Objectives
This study aimed to investigate sulbactam-durlobactam (SUL-DUR) susceptibility and molecular features of carbapenem-resistant Acinetobacter baumannii (CRAB) isolates from a Shenzhen teaching hospital.
Methods
A retrospective study on CRAB was conducted from January 2018 to June 2025. Isolates were screened for gyrB and β-lactamase genes (blaOXA-23, −24, −51, and −58). Multi-locus sequence typing (MLST) was used for genotyping, and SUL-DUR susceptibility was tested by disk diffusion. The SUL-DUR-resistant isolate underwent whole-genome sequencing to identify resistance mechanisms.
Results
Of 741 non-duplicate A. baumannii isolates, 147 were CRAB, with its annual percentage rising from 11.4% (2018) to 47.2% (2025). Most isolates came from the ICU (53.7%), and affected patients were predominantly aged ≥60 years (62.6%). Sputum was the primary source (49.7%). Resistance rates exceeded 90% for multiple antibiotics, but only one isolate (0.7%) was resistant to SUL-DUR. This strain harbored nine resistance genes (including blaOXA-23 and blaOXA-66) and had substitutions in penicillin-binding protein 2 (PBP2) and a putative D-Ala-D-Ala carboxypeptidase.

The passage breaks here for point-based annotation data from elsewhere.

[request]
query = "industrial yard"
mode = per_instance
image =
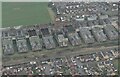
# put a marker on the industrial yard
(82, 40)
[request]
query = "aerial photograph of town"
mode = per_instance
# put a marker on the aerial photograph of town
(60, 38)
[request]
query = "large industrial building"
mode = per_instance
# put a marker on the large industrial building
(47, 38)
(72, 35)
(86, 35)
(99, 34)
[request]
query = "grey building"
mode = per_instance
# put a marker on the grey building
(86, 35)
(99, 34)
(47, 38)
(36, 43)
(72, 35)
(111, 32)
(7, 46)
(22, 45)
(61, 39)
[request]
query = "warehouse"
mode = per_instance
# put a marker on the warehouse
(22, 45)
(99, 34)
(111, 32)
(72, 35)
(62, 41)
(7, 46)
(36, 43)
(86, 35)
(47, 38)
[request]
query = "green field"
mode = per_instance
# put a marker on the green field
(24, 13)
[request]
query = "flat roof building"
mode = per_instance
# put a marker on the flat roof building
(48, 38)
(36, 43)
(72, 35)
(22, 45)
(61, 39)
(7, 46)
(111, 32)
(99, 34)
(86, 35)
(49, 42)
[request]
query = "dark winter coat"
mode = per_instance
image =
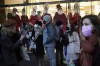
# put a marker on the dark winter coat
(39, 46)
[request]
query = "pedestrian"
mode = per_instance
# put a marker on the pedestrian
(39, 51)
(73, 46)
(90, 55)
(49, 39)
(10, 43)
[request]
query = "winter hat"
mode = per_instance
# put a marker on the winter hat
(23, 10)
(15, 10)
(38, 12)
(58, 6)
(38, 22)
(47, 18)
(46, 6)
(58, 23)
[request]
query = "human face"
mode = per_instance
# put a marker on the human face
(87, 27)
(87, 22)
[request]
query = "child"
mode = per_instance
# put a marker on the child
(73, 48)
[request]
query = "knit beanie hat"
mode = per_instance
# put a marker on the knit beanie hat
(47, 18)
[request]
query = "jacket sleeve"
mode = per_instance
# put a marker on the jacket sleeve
(77, 43)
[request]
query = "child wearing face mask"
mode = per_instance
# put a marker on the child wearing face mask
(38, 40)
(90, 55)
(60, 16)
(72, 49)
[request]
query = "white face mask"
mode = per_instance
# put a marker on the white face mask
(45, 11)
(60, 12)
(33, 13)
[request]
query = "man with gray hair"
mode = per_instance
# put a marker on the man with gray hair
(49, 33)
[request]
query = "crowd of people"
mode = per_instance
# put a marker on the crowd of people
(70, 39)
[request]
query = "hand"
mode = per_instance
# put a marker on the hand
(22, 37)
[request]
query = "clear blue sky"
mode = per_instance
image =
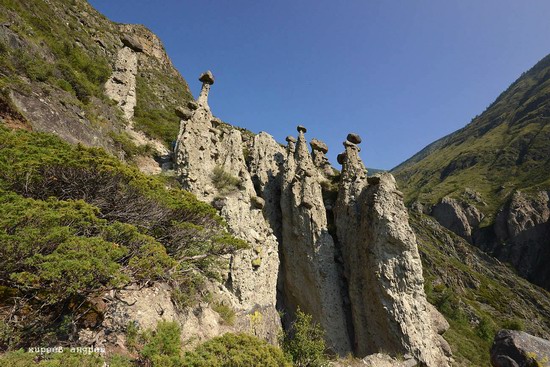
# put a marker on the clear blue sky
(401, 73)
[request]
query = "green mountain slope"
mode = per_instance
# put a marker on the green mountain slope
(504, 149)
(55, 57)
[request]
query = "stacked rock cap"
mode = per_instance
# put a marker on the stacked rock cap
(207, 77)
(183, 113)
(354, 138)
(132, 43)
(318, 145)
(340, 158)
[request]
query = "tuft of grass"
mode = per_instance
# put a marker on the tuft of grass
(226, 312)
(224, 181)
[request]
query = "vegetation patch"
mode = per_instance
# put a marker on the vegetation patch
(224, 181)
(76, 222)
(304, 343)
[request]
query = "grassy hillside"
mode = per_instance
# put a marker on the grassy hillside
(62, 52)
(506, 148)
(477, 294)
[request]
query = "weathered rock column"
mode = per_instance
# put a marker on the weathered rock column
(205, 146)
(382, 266)
(311, 278)
(207, 80)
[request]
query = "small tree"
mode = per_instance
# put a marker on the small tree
(305, 342)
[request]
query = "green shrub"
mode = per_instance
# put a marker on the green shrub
(124, 142)
(224, 181)
(75, 222)
(305, 342)
(162, 347)
(235, 350)
(514, 324)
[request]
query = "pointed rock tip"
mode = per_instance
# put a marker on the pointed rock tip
(207, 77)
(354, 138)
(341, 158)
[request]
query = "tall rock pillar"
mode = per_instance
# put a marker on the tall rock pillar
(311, 278)
(382, 266)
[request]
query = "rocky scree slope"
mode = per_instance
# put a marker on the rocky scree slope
(489, 181)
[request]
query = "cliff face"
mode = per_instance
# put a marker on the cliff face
(382, 266)
(487, 182)
(338, 246)
(368, 299)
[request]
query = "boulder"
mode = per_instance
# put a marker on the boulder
(207, 77)
(518, 349)
(354, 138)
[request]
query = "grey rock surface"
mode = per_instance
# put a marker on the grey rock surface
(459, 217)
(517, 348)
(200, 149)
(132, 43)
(382, 266)
(311, 280)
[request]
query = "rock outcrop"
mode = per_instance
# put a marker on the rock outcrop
(518, 349)
(522, 233)
(382, 266)
(205, 152)
(121, 87)
(365, 287)
(311, 280)
(459, 217)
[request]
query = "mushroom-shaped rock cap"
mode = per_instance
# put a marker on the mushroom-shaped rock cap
(183, 113)
(207, 77)
(341, 157)
(354, 138)
(318, 145)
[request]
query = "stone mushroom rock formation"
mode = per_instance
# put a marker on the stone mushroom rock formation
(318, 145)
(311, 279)
(183, 113)
(320, 160)
(382, 267)
(354, 138)
(207, 77)
(252, 276)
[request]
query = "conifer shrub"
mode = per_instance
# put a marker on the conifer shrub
(76, 222)
(305, 342)
(235, 350)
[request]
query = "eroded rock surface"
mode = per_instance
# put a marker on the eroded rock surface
(311, 280)
(382, 266)
(205, 149)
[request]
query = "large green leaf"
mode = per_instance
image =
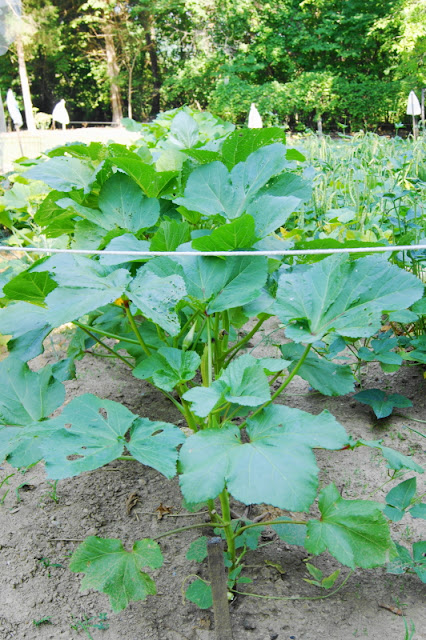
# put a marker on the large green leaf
(157, 297)
(337, 295)
(91, 430)
(168, 367)
(84, 285)
(271, 212)
(354, 531)
(22, 317)
(208, 190)
(27, 396)
(401, 495)
(240, 144)
(246, 278)
(152, 182)
(252, 175)
(205, 276)
(243, 382)
(170, 235)
(126, 242)
(381, 403)
(30, 287)
(289, 184)
(200, 593)
(123, 204)
(395, 459)
(211, 189)
(329, 378)
(154, 444)
(238, 234)
(63, 174)
(111, 569)
(28, 324)
(276, 466)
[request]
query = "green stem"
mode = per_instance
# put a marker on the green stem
(226, 515)
(185, 327)
(105, 346)
(292, 374)
(198, 336)
(239, 531)
(136, 331)
(189, 416)
(284, 384)
(209, 354)
(107, 334)
(190, 526)
(236, 347)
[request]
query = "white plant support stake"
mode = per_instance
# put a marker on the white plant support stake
(413, 109)
(255, 121)
(194, 254)
(60, 114)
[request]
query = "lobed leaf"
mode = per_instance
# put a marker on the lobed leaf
(110, 569)
(276, 466)
(337, 295)
(353, 531)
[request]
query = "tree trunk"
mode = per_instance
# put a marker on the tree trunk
(130, 89)
(153, 58)
(2, 118)
(113, 71)
(25, 85)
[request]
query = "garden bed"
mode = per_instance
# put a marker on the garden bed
(38, 534)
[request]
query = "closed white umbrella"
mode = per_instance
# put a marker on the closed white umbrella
(413, 105)
(12, 107)
(413, 109)
(60, 114)
(255, 121)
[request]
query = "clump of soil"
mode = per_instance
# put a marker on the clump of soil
(40, 527)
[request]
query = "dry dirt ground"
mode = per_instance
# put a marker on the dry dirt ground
(37, 535)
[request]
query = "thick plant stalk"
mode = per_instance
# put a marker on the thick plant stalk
(222, 619)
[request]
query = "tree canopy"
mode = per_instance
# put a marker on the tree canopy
(348, 62)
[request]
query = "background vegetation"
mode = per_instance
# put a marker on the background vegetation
(347, 62)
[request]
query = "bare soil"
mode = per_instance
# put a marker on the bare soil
(37, 534)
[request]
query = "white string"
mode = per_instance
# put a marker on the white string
(284, 252)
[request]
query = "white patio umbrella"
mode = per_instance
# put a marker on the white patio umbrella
(60, 114)
(413, 109)
(12, 107)
(255, 121)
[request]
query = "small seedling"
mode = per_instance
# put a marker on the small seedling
(95, 622)
(45, 620)
(46, 563)
(52, 494)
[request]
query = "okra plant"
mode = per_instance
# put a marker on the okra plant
(176, 322)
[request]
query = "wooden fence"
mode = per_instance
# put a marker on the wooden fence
(31, 145)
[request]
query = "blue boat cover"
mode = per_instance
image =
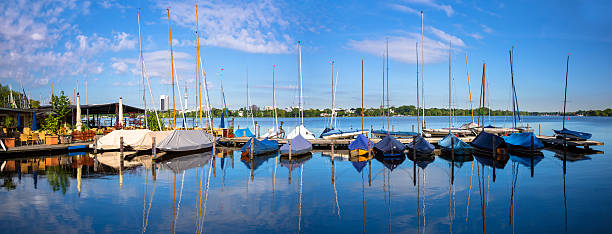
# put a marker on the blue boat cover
(243, 132)
(574, 134)
(422, 146)
(395, 133)
(332, 131)
(460, 146)
(523, 139)
(526, 161)
(389, 145)
(359, 165)
(484, 140)
(260, 147)
(361, 142)
(299, 145)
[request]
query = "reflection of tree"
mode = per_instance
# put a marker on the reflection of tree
(8, 183)
(58, 178)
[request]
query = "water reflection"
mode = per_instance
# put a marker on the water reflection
(184, 194)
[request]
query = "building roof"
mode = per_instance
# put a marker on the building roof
(109, 108)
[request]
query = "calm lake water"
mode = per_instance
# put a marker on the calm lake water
(224, 193)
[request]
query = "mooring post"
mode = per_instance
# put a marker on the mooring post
(121, 153)
(413, 160)
(153, 147)
(452, 160)
(251, 148)
(494, 154)
(289, 142)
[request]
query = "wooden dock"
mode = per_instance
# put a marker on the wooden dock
(41, 149)
(551, 140)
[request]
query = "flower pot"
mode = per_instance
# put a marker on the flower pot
(9, 142)
(51, 140)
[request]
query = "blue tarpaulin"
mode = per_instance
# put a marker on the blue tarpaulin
(361, 143)
(260, 147)
(389, 145)
(573, 134)
(299, 145)
(422, 146)
(243, 132)
(523, 140)
(34, 128)
(460, 147)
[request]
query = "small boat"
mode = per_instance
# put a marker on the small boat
(332, 133)
(460, 147)
(264, 146)
(391, 162)
(243, 132)
(566, 133)
(389, 146)
(422, 146)
(572, 135)
(186, 162)
(300, 130)
(483, 144)
(396, 134)
(360, 146)
(186, 141)
(521, 143)
(299, 146)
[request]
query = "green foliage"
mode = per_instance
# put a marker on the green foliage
(61, 109)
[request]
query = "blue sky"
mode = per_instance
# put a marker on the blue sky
(65, 42)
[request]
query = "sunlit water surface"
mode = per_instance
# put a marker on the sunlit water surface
(224, 193)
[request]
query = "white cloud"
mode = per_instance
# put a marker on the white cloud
(253, 27)
(445, 37)
(403, 48)
(486, 28)
(432, 3)
(403, 8)
(120, 67)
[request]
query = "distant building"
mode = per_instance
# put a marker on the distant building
(164, 102)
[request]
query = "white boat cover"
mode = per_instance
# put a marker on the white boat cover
(147, 140)
(130, 138)
(186, 140)
(301, 130)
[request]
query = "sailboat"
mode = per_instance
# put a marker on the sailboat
(361, 145)
(300, 129)
(523, 143)
(566, 133)
(451, 143)
(273, 132)
(384, 132)
(184, 141)
(330, 132)
(246, 132)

Five sequence types (STs) were identified, including ST2, ST877, ST133, ST195, and a novel sequence type (ST3267), with ST2 being predominant (96.6%). The blaOXA-23 gene was present in 72.8% of isolates, while blaOXA-24 was rare (2.7%). All isolates carried intrinsic blaOXA-51 and gyrB, but blaOXA-58 was absent.
Conclusions
The increasing percentage of carbapenem-resistance among A. baumannii, dominated by ST2 and blaOXA-23-positive strains, highlights an urgent need for stricter infection control. Meanwhile, the notable in vitro susceptibility of CRAB to SUL-DUR offers a promising therapeutic alternative for patients infected with CRAB.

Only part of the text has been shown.